Hal ini karena mereka mengangkat kepala dengan rasa ingin tahu tentang perhiasan apa yang akan dikenakan Deborah Seymour pada kesempatan ini dan jalan seperti apa yang akan diambilnya.

Mungkin karena ia melihat ke bawah dari atas, sang putri merasa lebih tertekan.

Gaun berpotongan putri duyung yang memperlihatkan tubuh rampingnya membuatnya tampak lebih tinggi, dan ornamen panjang melebar yang hanya menggantung di bagian bawah rok membuatnya tampak seperti ular berwarna-warni yang sedang bergerak.

Konon katanya semakin berbisa binatang tersebut, semakin cantik pula rupanya.

Saat ini, dia tidak mengenakan perhiasan besar, tetapi ini membuat ciri khasnya menonjol dan menarik perhatian para bangsawan.

Tak lama kemudian, Duke of Seymour dan pewaris kembar yang terkenal karena kejeniusan mereka mendekatinya.

Ketika karakter-karakter muram ini berkumpul di suatu tempat dengan penampilan dingin, mereka memancarkan atmosfer dan kehadiran yang kuat yang sulit dijangkau.

Duke Seymour tidak mengeluarkan Sihir Pembeku, tetapi tempat mereka berada terasa dingin.

“Orang-orang itu juga pasti memiliki darah biru.”

“Ngomong-ngomong, semuanya cantik sekali.”

“Benar sekali.
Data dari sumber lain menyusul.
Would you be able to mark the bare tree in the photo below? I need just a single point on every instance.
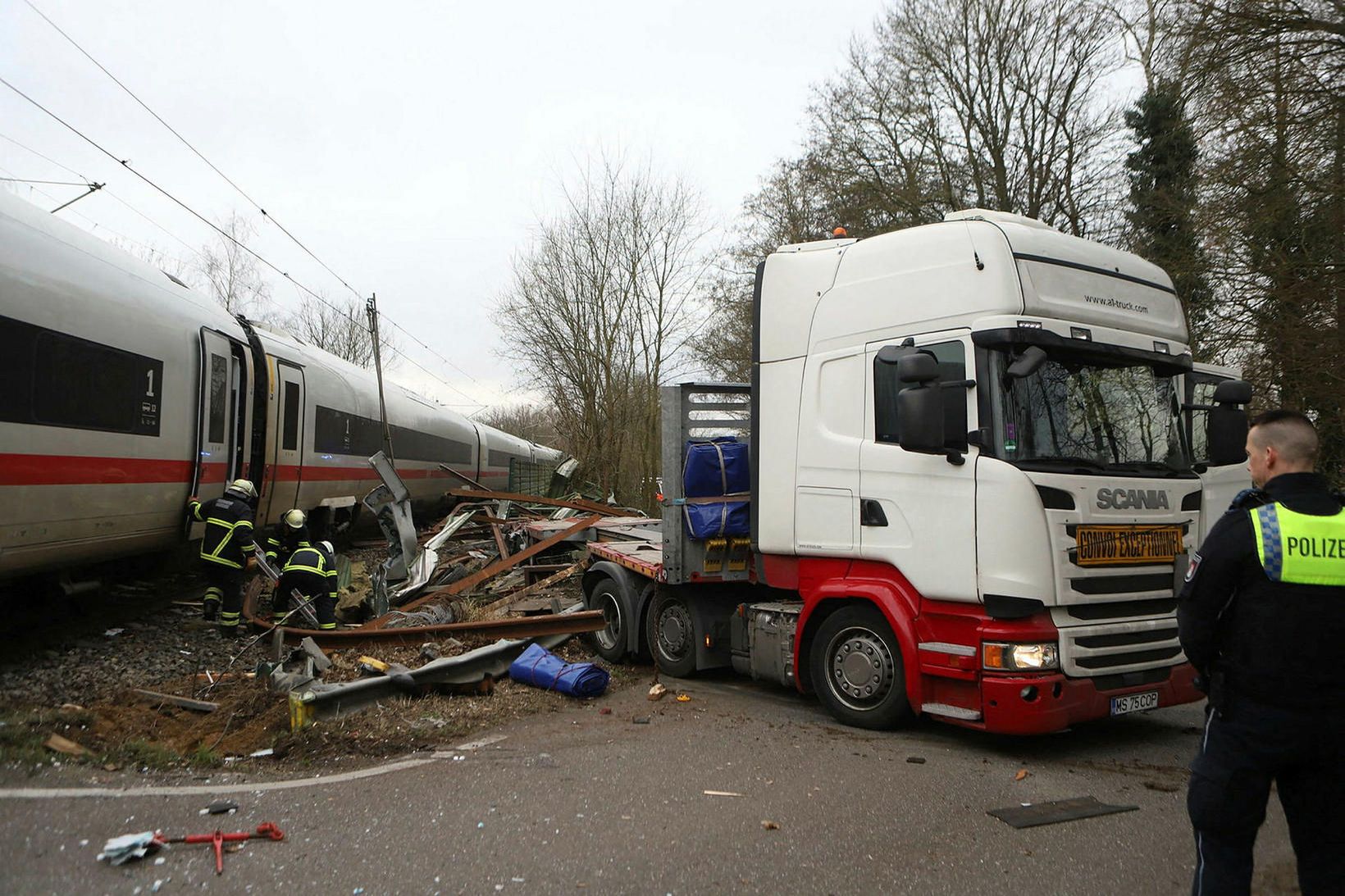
(229, 273)
(599, 314)
(342, 329)
(1273, 116)
(790, 206)
(996, 104)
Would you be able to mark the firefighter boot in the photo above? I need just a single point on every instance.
(210, 604)
(229, 625)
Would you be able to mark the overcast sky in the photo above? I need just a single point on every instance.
(411, 146)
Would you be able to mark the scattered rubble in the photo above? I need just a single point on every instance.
(174, 694)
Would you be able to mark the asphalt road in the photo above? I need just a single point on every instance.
(588, 802)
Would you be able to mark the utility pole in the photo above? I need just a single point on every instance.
(372, 308)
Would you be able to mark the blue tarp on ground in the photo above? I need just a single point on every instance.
(544, 669)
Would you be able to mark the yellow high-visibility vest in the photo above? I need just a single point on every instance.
(1300, 548)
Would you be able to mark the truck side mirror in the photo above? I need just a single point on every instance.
(1027, 363)
(1225, 427)
(1233, 392)
(920, 405)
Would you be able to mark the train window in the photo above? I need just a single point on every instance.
(336, 432)
(500, 457)
(56, 380)
(218, 397)
(290, 439)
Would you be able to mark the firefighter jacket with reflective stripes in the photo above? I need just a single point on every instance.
(310, 572)
(285, 539)
(229, 530)
(1247, 618)
(1300, 548)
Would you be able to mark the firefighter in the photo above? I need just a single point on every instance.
(288, 534)
(1262, 618)
(226, 551)
(311, 571)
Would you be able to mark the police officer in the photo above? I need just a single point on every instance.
(311, 571)
(1262, 618)
(285, 537)
(225, 551)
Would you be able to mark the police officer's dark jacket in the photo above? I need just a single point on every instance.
(229, 530)
(310, 571)
(1277, 642)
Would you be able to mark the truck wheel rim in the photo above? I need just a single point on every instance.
(674, 631)
(861, 669)
(607, 637)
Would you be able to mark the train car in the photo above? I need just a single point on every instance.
(124, 392)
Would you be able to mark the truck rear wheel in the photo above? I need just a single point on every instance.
(857, 671)
(672, 635)
(611, 642)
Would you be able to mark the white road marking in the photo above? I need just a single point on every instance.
(197, 790)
Belum lagi aktivitas Rosad-nim, Belreck-nim adalah salah satu dari tiga peneliti teratas di menara.”

“Apa sih yang mereka bicarakan dengan ekspresi dingin di wajah mereka?”

Di tengah tatapan heran dan takut yang muncul di sana-sini, Duke of Seymour sibuk memandangi putrinya yang telah tumbuh dengan luar biasa.

“Deborah. Kamu juga sudah memasuki dunia sosial sekarang. Kapan kamu menjadi begitu besar?”

“Tidak ada tanda-tanda gugup sama sekali, jelas, adik perempuan siapa kamu? Sungguh menakjubkan.”

Belreck memberikan pujian lembut, dan Rosad mengangkat bibir tipisnya dan menambahkan singkat.

“Kamu yang tercantik di sini.”

“Itu alamiah.”

“Saudara-saudara. Tidak mungkin akan turun hujan tepung kacang, kan?”

(*Terjemahan harfiah: menerima keuntungan kecil secara kebetulan melalui urusan orang lain.)

“Apa yang bisa aku lakukan jika kamu adalah orang yang paling menonjol?”

“Belreck. Kau mengatakan hal yang benar setelah sekian lama. Kau putri siapa? Kau bersinar dengan cemerlang. Jadi jangan gugup.”

Sambil melontarkan segala macam pujian dengan acuh tak acuh, keluarga kerajaan memasuki aula, dan debutan yang paling ditunggu-tunggu para wanita muda pun dimulai.

----------------------

“Aku melihat Yang Mulia, sang ratu.”

Orang pertama yang diperkenalkan kepada aku adalah Ratu kedua, secara teknis merupakan istri dengan jabatan tertinggi dalam keluarga Kekaisaran, di mana posisi permaisuri dan Ratu pertama kosong.

Akan tetapi, Marquis dari Baslein telah memberitahuku sebelumnya bahwa ia tidak tertarik pada kekuasaan karena ia tidak memiliki seorang putra yang dapat ia dorong menjadi kaisar berikutnya, dan ia memiliki keyakinan yang tulus kepada Tuhan.

“Senang bertemu denganmu, Putri. Seperti Seymour, kau seindah bunga mawar.”

Menghadapi sapaan tidak tulus dari ratu kedua, aku berpikir sejenak sebelum membuka mulutku.

“Bunga mawar memiliki arti berbeda-beda, tergantung pada warnanya.”

“.... Uhm. Benar juga. Sejujurnya, sang putri adalah mawar merah.”

“Ketika aku melihat ratu kedua secara langsung, aku pikir dia terlihat lebih cantik daripada siapa pun yang memakai mawar putih.”

Tatapan mata ratu kedua yang penuh kebosanan langsung berubah.

Ratu kedua menyukai bunga, dan saat masih muda, ia cukup terampil merangkai bunga hingga menghiasi rambutnya dengan bunga segar.

“Biasanya, gadis bangsawan mengenakan perhiasan, yang membuat ratu kedua menonjol.”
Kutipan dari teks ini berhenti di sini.